Pais e ex-integrantes denunciam maus-tratos, alienação parental e abusos sexuais e psicológicos. Foram encaminhadas ao Ministério Público de São Paulo mais de quarenta denúncias.Os casos envolvem de castigos físicos e manipulação psicológica a exorcismo praticado em menores de idade e uma morte
Um outro vídeo, gravado em 2010 e obtido na semana passada por CartaCapital, mostra João Clá dando uma bofetada em um menor de idade durante uma cerimônia.
Assista:
Negando o Vaticano
Apesar de fiar-se à Igreja Católica para angariar donativos, os Arautos agora negam o poder do Vaticano sobre sua instituição. Em comunicado divulgado no dia 19, a instituição diz que considera ‘inválido’ e ‘ilegal’ o decreto que nomeou o cardeal Dom Raymundo Damasceno Assis como interventor. No último domingo
O texto atribui a conclusão a Felipe Lecaros Concha, atual presidente da instituição. Concha, um leigo cuja família é ligada a João Clá desde os tempos de TFP, foi alçado recentemente ao cargo, ocupado pelo próprio Clá até 2017, quando eclodiram as primeiras acusações de exorcismo e conspiração contra o papa Francisco. Desde então, o cargo era ocupado interinamente pelo padre Alex de Brito. Segundo o sacerdote afirmou a CartaCapital no dia 11 de outubro, o novo presidente foi eleito no início do ano.
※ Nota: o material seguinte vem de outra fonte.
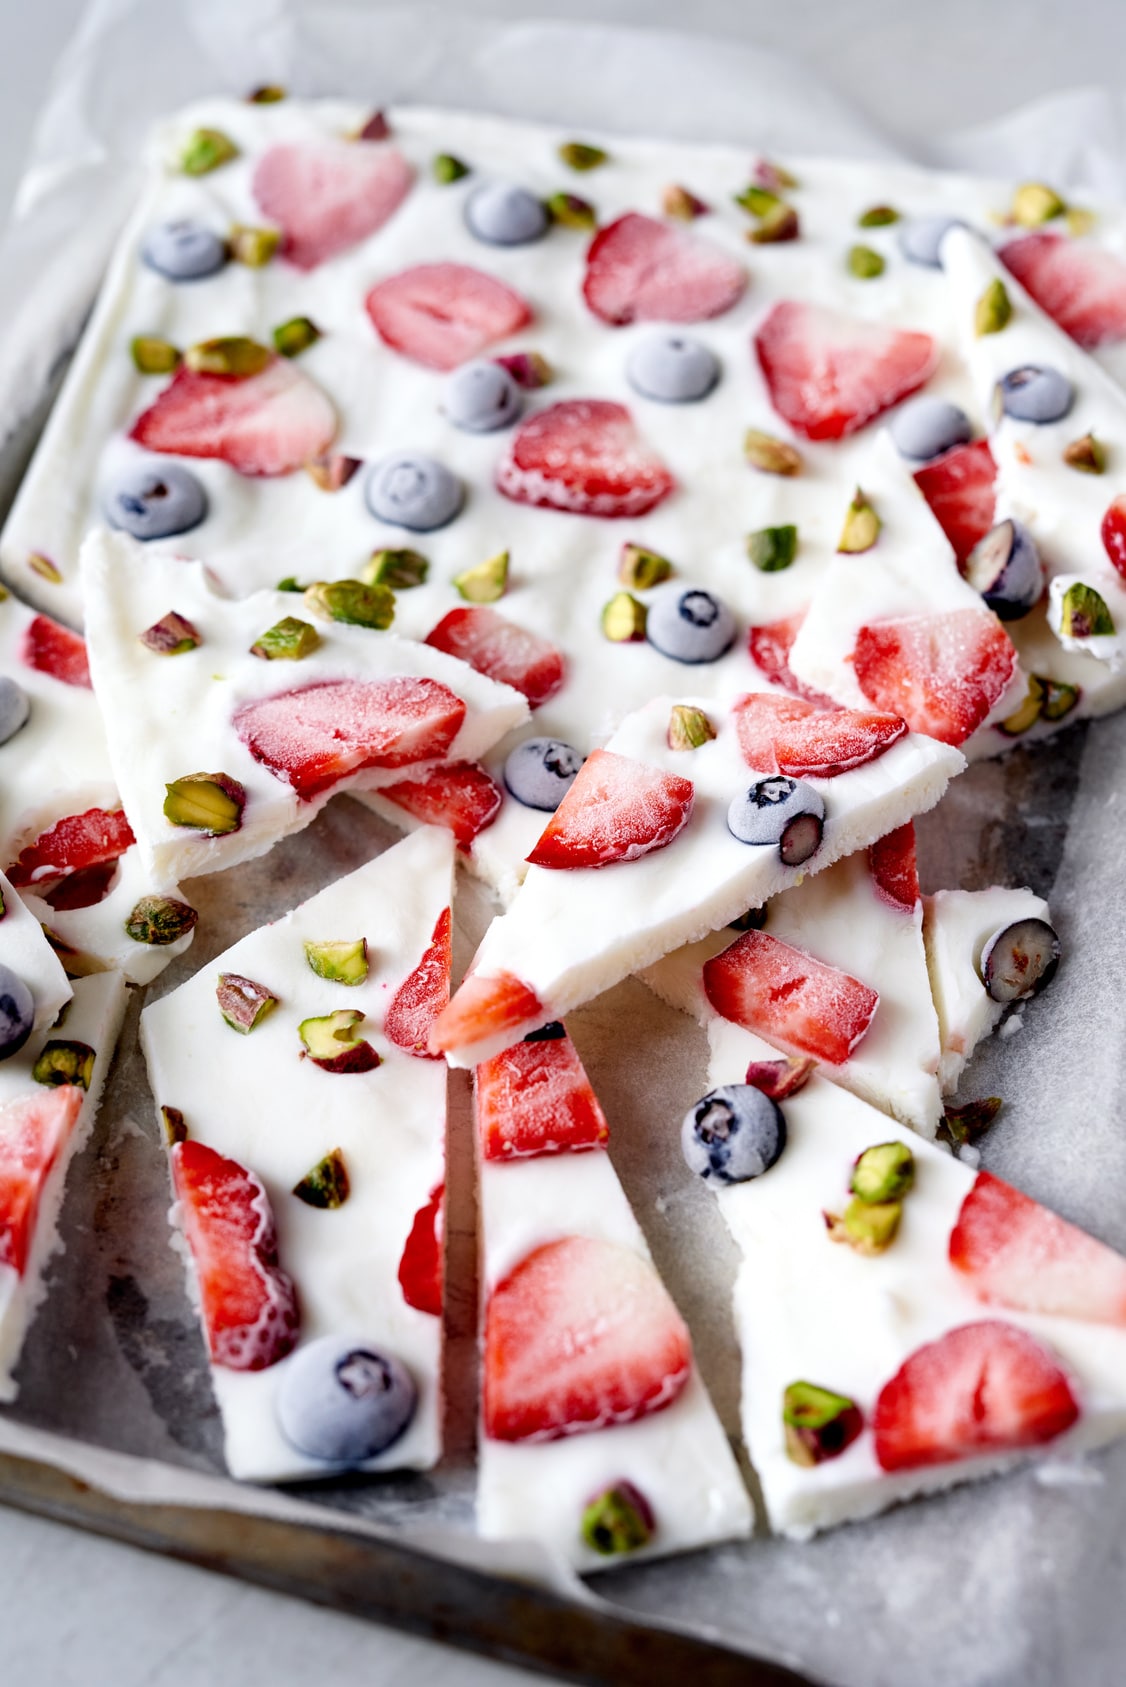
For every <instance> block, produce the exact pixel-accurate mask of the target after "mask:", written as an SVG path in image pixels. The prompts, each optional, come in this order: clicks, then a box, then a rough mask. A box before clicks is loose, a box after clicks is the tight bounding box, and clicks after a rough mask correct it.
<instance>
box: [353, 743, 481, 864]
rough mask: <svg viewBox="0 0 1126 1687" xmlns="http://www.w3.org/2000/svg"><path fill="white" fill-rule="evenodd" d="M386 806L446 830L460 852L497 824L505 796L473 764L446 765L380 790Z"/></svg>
mask: <svg viewBox="0 0 1126 1687" xmlns="http://www.w3.org/2000/svg"><path fill="white" fill-rule="evenodd" d="M380 796H385V798H387V801H388V803H395V806H397V808H403V810H405V811H407V813H409V815H414V817H415V820H425V822H427V825H434V827H446V828H447V830H449V832H452V833H454V837H456V840H457V843H459V845H461V849H469V845H471V843H473V840H474V837H476V835H478V832H485V828H486V827H491V823H493V822H495V820H496V817H498V813H500V808H501V803H503V800H505V793H503V791H501V788H500V784H498V783H496V779H491V778H490V776H488V773H486V771H485V768H483V766H481V764H479V763H476V761H449V763H446V764H444V766H442V768H434V771H432V773H427V774H424V776H422V778H420V779H397V781H395V784H385V786H383V788H382V790H380Z"/></svg>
Os Arautos do Evangelho foram fundados em 1998 como associação privada de fiéis, no Campo Limpo. Foram reconhecidos pelo Vaticano em 2001. Em 2005 nasceram duas sociedades de vida apostólica, uma feminina e uma masculina, ambos fundados por Clá, ainda como leigo. Em 2009, o papa Bento XVI concedeu aprovação pontifícia a essas duas entidades e deu a Clá o título de Monsenhor.
Diferente de uma associação pública (como as ordens beneditinas e franciscanas), uma associação privada não é, rigorosamente, ligada à Igreja. Um grupo de escoteiros católico pode pedir à igreja um selo de direito pontifício. Mas isso não faz dela uma associação religiosa. Os ramos feminino e masculino dos Arautos, no entanto, são sim ‘comissariáveis’.